Registering CS173 into UCVM
From SCECpedia
Jump to navigationJump to searchThis page details the steps involved in delivering a velocity mesh to John Shaw and Andreas Plesch, so that the Harvard group's Central California basins can be integrated into a velocity model, which can be fed back into UCVM and used for CyberShake.
Velocity mesh region
The region we will extract is 560 km x 1218 km x 50.4 km, with 55 degree rotation counter-clockwise. The mesh will have 175m grid point spacing. The corner points are approximately
W: (37.30489, -127.62831) N: (41.59023, -124.28641) E: (35.17113, -112.97233) S: (31.19740, -116.67400)
Mesh extraction process
To deliver the mesh, Scott will follow the following procedure:
- CyberShake processing tools will be used to construct a mesh, with the location of each point defined as km offsets from the center of the mesh at the surface.
- The location of each mesh point will be redefined as a UTM easting and northing, by translating the center of the mesh from lat/lon to UTM coordinates in Zone 11 and then applying the offsets.
- The Proj4 package will be used to convert the UTM coordinates at each point into a latitude and longitude value, to 5 decimal places.
- This list of points will be used to query UCVM and create a velocity mesh. Additionally, we will query the USGS topo model in UCVM to obtain the surface elevation at each point.

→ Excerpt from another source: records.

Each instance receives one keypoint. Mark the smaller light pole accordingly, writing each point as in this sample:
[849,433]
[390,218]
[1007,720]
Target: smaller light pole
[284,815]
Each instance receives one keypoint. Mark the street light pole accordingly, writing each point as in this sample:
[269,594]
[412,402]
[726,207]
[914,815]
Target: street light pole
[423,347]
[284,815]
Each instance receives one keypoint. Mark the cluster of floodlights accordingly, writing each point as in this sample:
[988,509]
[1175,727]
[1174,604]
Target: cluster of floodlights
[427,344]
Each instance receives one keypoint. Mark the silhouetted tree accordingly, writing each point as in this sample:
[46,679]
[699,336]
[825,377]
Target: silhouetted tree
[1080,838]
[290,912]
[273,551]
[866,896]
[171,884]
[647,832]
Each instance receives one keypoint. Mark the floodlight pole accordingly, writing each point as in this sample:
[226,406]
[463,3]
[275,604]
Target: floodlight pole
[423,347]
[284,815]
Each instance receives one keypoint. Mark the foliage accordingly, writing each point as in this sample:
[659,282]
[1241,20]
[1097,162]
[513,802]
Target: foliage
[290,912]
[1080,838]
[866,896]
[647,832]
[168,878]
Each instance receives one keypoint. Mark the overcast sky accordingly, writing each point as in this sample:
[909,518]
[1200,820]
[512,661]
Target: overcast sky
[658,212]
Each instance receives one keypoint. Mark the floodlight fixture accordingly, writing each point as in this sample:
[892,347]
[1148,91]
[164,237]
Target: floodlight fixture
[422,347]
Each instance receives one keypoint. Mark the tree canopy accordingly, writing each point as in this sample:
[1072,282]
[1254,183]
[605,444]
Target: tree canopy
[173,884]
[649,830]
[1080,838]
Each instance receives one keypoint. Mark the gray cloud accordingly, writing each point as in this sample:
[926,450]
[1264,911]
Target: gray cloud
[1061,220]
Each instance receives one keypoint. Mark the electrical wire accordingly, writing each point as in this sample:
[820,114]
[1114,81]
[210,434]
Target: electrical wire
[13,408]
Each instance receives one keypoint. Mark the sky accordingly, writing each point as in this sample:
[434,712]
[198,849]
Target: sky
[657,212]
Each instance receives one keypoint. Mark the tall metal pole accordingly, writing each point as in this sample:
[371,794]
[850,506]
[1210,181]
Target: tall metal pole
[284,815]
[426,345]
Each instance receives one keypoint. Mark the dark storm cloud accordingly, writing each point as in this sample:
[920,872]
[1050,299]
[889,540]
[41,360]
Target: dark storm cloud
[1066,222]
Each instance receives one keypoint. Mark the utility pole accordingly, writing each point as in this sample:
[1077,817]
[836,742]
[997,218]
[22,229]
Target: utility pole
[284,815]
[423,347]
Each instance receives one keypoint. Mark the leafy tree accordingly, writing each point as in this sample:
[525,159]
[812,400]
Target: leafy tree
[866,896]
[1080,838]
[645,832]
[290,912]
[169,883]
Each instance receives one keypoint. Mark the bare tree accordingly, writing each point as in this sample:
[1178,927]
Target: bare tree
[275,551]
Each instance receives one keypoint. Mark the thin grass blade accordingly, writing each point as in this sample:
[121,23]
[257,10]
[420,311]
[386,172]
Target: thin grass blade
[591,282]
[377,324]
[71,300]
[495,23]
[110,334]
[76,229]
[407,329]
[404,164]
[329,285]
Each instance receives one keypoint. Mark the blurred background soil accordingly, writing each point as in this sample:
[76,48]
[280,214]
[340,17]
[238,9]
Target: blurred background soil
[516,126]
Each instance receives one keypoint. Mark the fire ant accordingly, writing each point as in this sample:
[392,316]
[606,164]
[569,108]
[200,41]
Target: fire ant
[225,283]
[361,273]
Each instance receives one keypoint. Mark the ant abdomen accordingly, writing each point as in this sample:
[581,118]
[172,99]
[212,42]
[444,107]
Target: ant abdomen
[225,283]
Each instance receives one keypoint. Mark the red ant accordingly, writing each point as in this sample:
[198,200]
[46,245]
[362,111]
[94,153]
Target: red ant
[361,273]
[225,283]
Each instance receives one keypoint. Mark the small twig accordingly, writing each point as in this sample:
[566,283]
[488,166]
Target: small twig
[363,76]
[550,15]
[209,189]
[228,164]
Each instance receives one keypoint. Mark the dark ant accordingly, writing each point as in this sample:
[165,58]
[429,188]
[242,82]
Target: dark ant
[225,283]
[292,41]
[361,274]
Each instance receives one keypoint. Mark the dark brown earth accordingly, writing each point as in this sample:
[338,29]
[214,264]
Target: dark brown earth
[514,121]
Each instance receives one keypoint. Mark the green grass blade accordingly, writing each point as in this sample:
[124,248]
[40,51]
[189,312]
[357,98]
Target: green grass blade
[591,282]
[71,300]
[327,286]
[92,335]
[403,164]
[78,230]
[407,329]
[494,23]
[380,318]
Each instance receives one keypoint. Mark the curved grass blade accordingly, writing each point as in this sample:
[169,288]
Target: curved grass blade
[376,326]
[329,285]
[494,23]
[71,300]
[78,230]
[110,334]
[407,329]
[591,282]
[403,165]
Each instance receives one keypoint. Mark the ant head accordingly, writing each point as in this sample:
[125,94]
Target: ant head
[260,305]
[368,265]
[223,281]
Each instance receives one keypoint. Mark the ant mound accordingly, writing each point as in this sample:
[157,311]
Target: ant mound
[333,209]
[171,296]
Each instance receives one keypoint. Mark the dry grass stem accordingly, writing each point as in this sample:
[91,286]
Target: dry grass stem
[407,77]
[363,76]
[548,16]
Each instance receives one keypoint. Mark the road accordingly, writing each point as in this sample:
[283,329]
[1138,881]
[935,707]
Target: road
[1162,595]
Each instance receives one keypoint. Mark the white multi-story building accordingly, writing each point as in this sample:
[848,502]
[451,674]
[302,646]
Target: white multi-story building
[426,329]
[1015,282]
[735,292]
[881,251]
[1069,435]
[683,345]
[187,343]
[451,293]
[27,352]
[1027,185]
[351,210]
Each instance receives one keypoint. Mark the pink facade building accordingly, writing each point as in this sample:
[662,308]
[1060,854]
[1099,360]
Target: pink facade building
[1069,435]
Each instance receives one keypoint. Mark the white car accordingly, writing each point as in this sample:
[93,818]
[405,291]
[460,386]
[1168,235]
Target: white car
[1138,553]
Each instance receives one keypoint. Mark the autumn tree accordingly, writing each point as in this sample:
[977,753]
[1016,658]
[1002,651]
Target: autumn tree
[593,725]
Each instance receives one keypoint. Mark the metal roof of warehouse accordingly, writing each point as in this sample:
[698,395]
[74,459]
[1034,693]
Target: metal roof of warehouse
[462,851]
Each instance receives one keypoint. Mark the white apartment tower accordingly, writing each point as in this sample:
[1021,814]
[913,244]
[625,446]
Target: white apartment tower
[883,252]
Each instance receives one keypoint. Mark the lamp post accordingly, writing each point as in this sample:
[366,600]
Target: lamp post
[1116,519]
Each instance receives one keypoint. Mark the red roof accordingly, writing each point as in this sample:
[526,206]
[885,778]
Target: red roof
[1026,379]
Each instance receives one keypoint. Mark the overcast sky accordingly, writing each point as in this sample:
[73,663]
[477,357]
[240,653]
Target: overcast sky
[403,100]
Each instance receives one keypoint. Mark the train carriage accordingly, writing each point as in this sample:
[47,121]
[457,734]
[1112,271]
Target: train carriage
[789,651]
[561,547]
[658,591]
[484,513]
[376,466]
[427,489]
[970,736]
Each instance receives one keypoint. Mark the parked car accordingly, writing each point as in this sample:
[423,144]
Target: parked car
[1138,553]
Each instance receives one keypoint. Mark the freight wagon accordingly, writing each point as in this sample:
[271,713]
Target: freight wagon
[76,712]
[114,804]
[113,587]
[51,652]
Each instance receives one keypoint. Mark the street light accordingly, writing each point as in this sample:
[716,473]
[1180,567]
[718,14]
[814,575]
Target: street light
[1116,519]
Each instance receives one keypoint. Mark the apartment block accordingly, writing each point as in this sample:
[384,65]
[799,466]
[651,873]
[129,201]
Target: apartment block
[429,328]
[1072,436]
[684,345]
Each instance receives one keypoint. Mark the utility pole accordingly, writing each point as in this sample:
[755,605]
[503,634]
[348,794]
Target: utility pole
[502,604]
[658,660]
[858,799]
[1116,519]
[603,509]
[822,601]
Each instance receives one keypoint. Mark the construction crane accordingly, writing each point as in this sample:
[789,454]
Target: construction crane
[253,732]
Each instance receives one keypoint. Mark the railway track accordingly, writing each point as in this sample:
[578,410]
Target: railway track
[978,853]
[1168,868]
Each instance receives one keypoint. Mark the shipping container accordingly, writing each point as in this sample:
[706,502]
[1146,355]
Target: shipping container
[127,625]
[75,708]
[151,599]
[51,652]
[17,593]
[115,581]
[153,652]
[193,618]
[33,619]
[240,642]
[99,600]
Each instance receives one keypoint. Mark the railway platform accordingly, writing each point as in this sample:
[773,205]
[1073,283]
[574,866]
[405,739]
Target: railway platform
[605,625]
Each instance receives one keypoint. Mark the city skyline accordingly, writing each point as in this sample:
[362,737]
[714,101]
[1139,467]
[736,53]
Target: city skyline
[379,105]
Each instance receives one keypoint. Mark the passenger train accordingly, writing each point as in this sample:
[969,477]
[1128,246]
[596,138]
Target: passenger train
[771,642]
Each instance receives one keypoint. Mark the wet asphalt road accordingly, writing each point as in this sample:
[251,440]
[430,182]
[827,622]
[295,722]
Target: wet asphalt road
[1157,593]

- Smoothing will be applied to the velocity mesh for all points within 10 km of an interface, by averaging the neighbors for 10km in the N, S, E, and W directions.
- Scott will deliver three meshes (one each with Vp, Vs, and rho) in fast y, x, z binary format with 4-byte floats, a list of the elevation of each surface point, a list of the coordinates of each surface point in lat/lon and UTM zone 11, and MD5 sums for all products.